Saat gecenin ikisine geliyordu ve ben evimde yabancı olduğu için uyumamayı seçmiştim. Zaten yarın hafta tatilimdi, erken kalkmak zorunda değildim. Fırsattan istifade ben de haftaya çarşamba günü dergide yayımlanacak olan eleştiri yazımı şimdiden yazıp aradan çıkarayım demiştim. Şimdiye kadar iyi gidiyordu ve bu gece biterse perşembe gününe kadar işe gitmek zorunda kalmayacaktım. Bunun yerine uzun zamandır uğramadığım dükkanıma uğrayıp ne var ne yok bakabilirdim.

Duyduğum ağız şapırdatma sesiyle başımı bilgisayarın ekranını hafifçe öne doğru indirip tam karşımdaki koltuğa yatırdığım adama baktım. Gözlerini etrafta gezdirirken çatık olan kaşlarını mümkünmüş gibi daha da çatıyordu.

"Neredeyim ben amına koyayım?" diye homurdandığını duydum. Gülmemek için alt dudağımın içini ısırdım.

Sesi kısık, kelimeleri hala ayılamadığını gösterir gibi yayvan çıkıyordu dudaklarından. Bakışları sonunda beni bulduğunda irkilerek yerinde doğrulmaya çalıştı ancak elini koltuğun kenarına koyarken boşa gelmiş ve yana doğru düşmek üzereyken son anda toparlamıştı. Daha fazla kendimi tutamadan güldüğümde kaşlarını çattı.

"Ne oluyor lan?" diye hırladı tekrar oturur pozisyon alırken. Ses tonu kedi miyavlaması gibiyken onu ciddiye almak zordu ama uğraşmadım.

Ellerimi iki yana kaldırıp sakinleşmesi için basit bir harekette bulundum. Dudaklarımı hafifçe ıslatıp boğazımı temizledim.

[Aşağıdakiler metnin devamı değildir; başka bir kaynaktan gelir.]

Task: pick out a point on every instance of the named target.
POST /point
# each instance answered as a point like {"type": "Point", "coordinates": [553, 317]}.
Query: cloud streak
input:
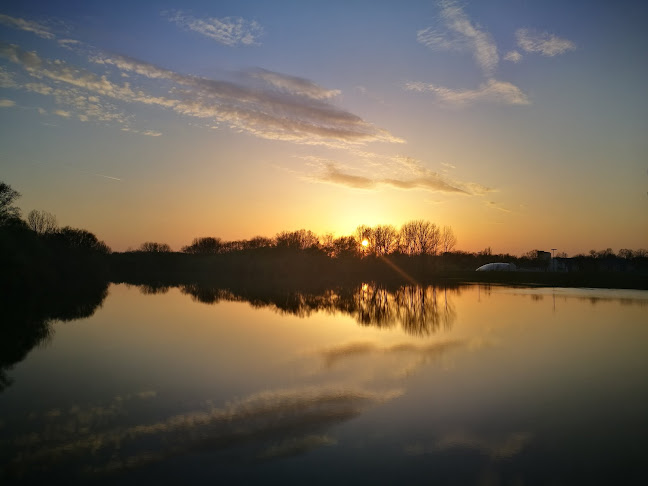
{"type": "Point", "coordinates": [461, 34]}
{"type": "Point", "coordinates": [425, 180]}
{"type": "Point", "coordinates": [543, 43]}
{"type": "Point", "coordinates": [229, 31]}
{"type": "Point", "coordinates": [491, 91]}
{"type": "Point", "coordinates": [282, 108]}
{"type": "Point", "coordinates": [26, 25]}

"Sakin," dedim bilgisayarımın ekranını tamamen indirip yanımdaki sehpaya bırakırken. "İrem'in komşusuyum, bağırmalarını duydum sonra baktım yere yığılmışsın ben de alıp eve getirdim. Buralara gece kurt iniyor, sabah kalkınca evimin önünde ceset bulmak istemem."

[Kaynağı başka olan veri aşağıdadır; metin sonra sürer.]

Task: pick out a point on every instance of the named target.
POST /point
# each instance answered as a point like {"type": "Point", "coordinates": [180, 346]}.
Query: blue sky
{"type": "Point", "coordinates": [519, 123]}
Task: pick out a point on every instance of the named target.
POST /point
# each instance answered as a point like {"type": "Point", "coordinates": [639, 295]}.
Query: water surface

Dediklerimi kısık gözleriyle dinleyip cümlelerimi kafasında anlamlandırdıktan sonra başını sallayarak rahatça sırtını koltuğa yasladı. Sonra ağzının ucuyla bir "Sağ ol," mırıldanıp ellerini yüzüne kapattı.

İrem'in kedisi ayaklarıma sürtündüğünde eğilip onu kucağıma aldım.

"Acıktın mı?" diye sordum çenesinin altını kaşırken.

Küçük bir mırıltı çıkarıp karnımın üzerinde ayaklandığı sırada karşımdaki koltukta oturan herif sorumu üstüne alınarak cevapladı.

"Valla zahmet olmazsa biraz midem kazındı."

Kaşlarımı kaldırıp ona baktım. Ellerini yüzünden indirip kucağımdaki kediye baktı, ardından tekrar beni buldu bakışları. Ona sorulmadığını anlamış olacak ki utançla tekrar kediye indirdi bakışlarını.

"Ha, pardon birader. Bana sordun sandım," diyerek elini kaldırdı, özür dilercesine.

"Sorun değil," dedim kediyi yere bırakıp ayağa kalkarken, "Gel sana da ısıtayım bir şeyler," diye ekledim.

Üzerindeki pikeyi kaldırırken saçlarımı karıştırarak mutfağa geçtim. Buzdolabına kaldırdığım kıymalı makarnayı çıkarıp ocağın üzerine bıraktıktan sonra altını açarak kıstım. Sonra mutfak tezgahının altındaki dolaptan kedi maması çıkarıp balkon kapısının yanındaki kedi kabına döktüm.